Sam Kelsall

Personal information
- Full name: Samuel Kelsall
- Born: 14 March 1993 (age 33) Stoke-on-Trent, Staffordshire, England
- Batting: Right-handed
- Bowling: Right-arm medium

Domestic team information
- 2011–2014: Nottinghamshire (squad no. 18)
- 2015: Lincolnshire
- 2016–2019: Staffordshire
- FC debut: 2 August 2011 Nottinghamshire v Durham
- LA debut: 10 August 2011 Nottinghamshire v Sri Lanka A

Career statistics
| Competition | First-class | List A |
| Matches | 3 | 4 |
| Runs scored | 112 | 84 |
| Batting average | 18.66 | 21.00 |
| 100s/50s | 0/1 | 0/0 |
| Top score | 57 | 40 |
| Catches/stumpings | 2/– | 1/– |
- Source: Cricinfo, 12 September 2015

= Sam Kelsall =

English cricketer

Samuel Kelsall (born 14 March 1993) is an English cricketer. Kelsall is a right-handed batsman who bowls right-arm medium pace. He was born in Stoke-on-Trent, Staffordshire. He was educated at Trentham High School.

Kelsall made his first-class debut for Nottinghamshire against Durham in the 2011 County Championship.

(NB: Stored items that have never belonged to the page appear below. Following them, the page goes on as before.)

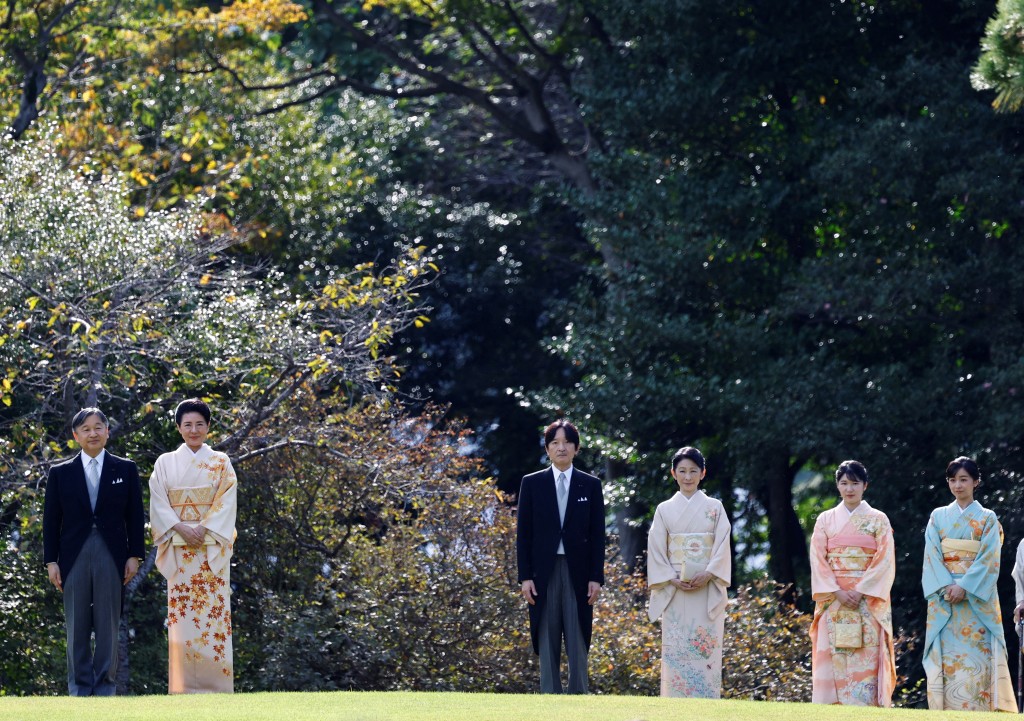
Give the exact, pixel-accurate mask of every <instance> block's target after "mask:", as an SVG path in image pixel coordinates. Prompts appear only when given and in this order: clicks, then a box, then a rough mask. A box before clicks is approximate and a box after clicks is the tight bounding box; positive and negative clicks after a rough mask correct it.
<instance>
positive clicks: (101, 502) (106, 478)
mask: <svg viewBox="0 0 1024 721" xmlns="http://www.w3.org/2000/svg"><path fill="white" fill-rule="evenodd" d="M115 473H117V469H116V468H115V467H114V459H113V457H112V456H111V454H110V452H108V453H105V454H103V468H102V470H100V471H99V487H98V489H96V511H98V510H99V505H100V504H101V503H102V502H103V496H105V495H106V491H108V490H109V487H110V484H111V481H112V480H113V479H114V475H115Z"/></svg>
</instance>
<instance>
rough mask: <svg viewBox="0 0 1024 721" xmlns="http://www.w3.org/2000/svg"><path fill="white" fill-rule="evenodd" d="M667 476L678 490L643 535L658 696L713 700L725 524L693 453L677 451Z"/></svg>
mask: <svg viewBox="0 0 1024 721" xmlns="http://www.w3.org/2000/svg"><path fill="white" fill-rule="evenodd" d="M672 477H673V478H675V480H676V482H677V483H678V484H679V493H677V494H676V495H675V496H673V497H672V498H671V499H669V500H668V501H666V502H665V503H662V504H659V505H658V507H657V510H656V511H655V512H654V520H653V522H652V523H651V526H650V533H649V535H648V537H647V583H648V585H649V586H650V606H649V607H648V614H649V617H650V620H651V621H656V620H657V619H662V695H663V696H690V697H699V698H720V697H721V696H722V641H723V638H724V636H725V601H726V593H725V589H726V588H728V586H729V582H730V580H731V577H732V561H731V557H730V553H729V532H730V528H731V526H730V525H729V519H728V518H727V517H726V515H725V508H723V507H722V502H721V501H719V500H718V499H714V498H709V497H708V496H706V495H705V493H703V492H702V491H700V490H699V487H698V486H699V485H700V480H701V479H702V478H703V477H705V459H703V456H702V455H701V454H700V452H699V451H697V450H696V449H694V448H690V447H686V448H684V449H680V450H679V451H678V452H676V455H675V456H674V457H673V459H672Z"/></svg>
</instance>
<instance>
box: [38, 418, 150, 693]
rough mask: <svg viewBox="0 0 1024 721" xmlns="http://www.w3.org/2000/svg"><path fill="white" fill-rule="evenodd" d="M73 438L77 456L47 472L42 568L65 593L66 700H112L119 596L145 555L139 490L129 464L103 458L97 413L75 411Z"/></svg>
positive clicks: (60, 589) (116, 638)
mask: <svg viewBox="0 0 1024 721" xmlns="http://www.w3.org/2000/svg"><path fill="white" fill-rule="evenodd" d="M72 433H73V435H74V436H75V440H77V441H78V444H79V446H81V447H82V453H80V454H79V455H78V456H76V457H75V458H73V459H71V460H69V461H65V462H63V463H58V464H57V465H55V466H53V467H52V468H50V473H49V477H48V478H47V480H46V499H45V504H44V506H43V560H44V561H45V562H46V571H47V574H48V575H49V578H50V583H52V584H53V586H54V587H55V588H56V589H57V590H58V591H62V592H63V601H65V619H66V623H67V627H68V692H69V693H71V695H73V696H92V695H96V696H111V695H114V694H115V692H116V690H117V683H116V681H115V674H116V673H117V666H118V625H119V623H120V621H121V604H122V592H123V588H124V585H125V584H127V583H128V582H129V581H131V579H132V577H134V576H135V574H136V572H137V571H138V563H139V560H140V559H141V557H142V554H143V552H144V549H143V544H144V541H143V534H144V532H143V524H144V518H143V514H142V486H141V485H140V484H139V481H138V469H137V468H136V467H135V464H134V463H133V462H132V461H129V460H127V459H124V458H118V457H117V456H114V455H113V454H110V453H106V451H105V450H104V447H105V446H106V440H108V438H109V437H110V425H109V423H108V421H106V416H104V415H103V413H102V412H101V411H100V410H99V409H97V408H86V409H82V410H81V411H79V412H78V413H77V414H76V415H75V418H74V419H73V420H72ZM93 634H95V648H93V647H92V643H91V637H92V635H93Z"/></svg>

He played two further first-class matches for Nottinghamshire, the last of which was against Oxford MCC University in 2014. Kelsall also played four List A matches for the county between 2011 and 2014. At the end of 2014 session he was released by Nottinghamshire.

In 2015, Kelsall joined Lincolnshire and played Minor counties cricket before joining Staffordshire in 2016. In total Kelsall played 22 Minor Counties Championship matches and 15 MCCA Knockout Trophy matches and 4 Minor Counties T20 matches. In November 2019, he was appointed captain of Staffordshire taking over from Kadeer Ali. However Kelsall resigned from the role and made himself unavailable for future matches in August 2020, the club cited "disagreements with the committee regarding coaching structures and selection policy". He failed to lead the side in a competitive match as the NCCA had cancelled the 2020 season due to the coronavirus pandemic.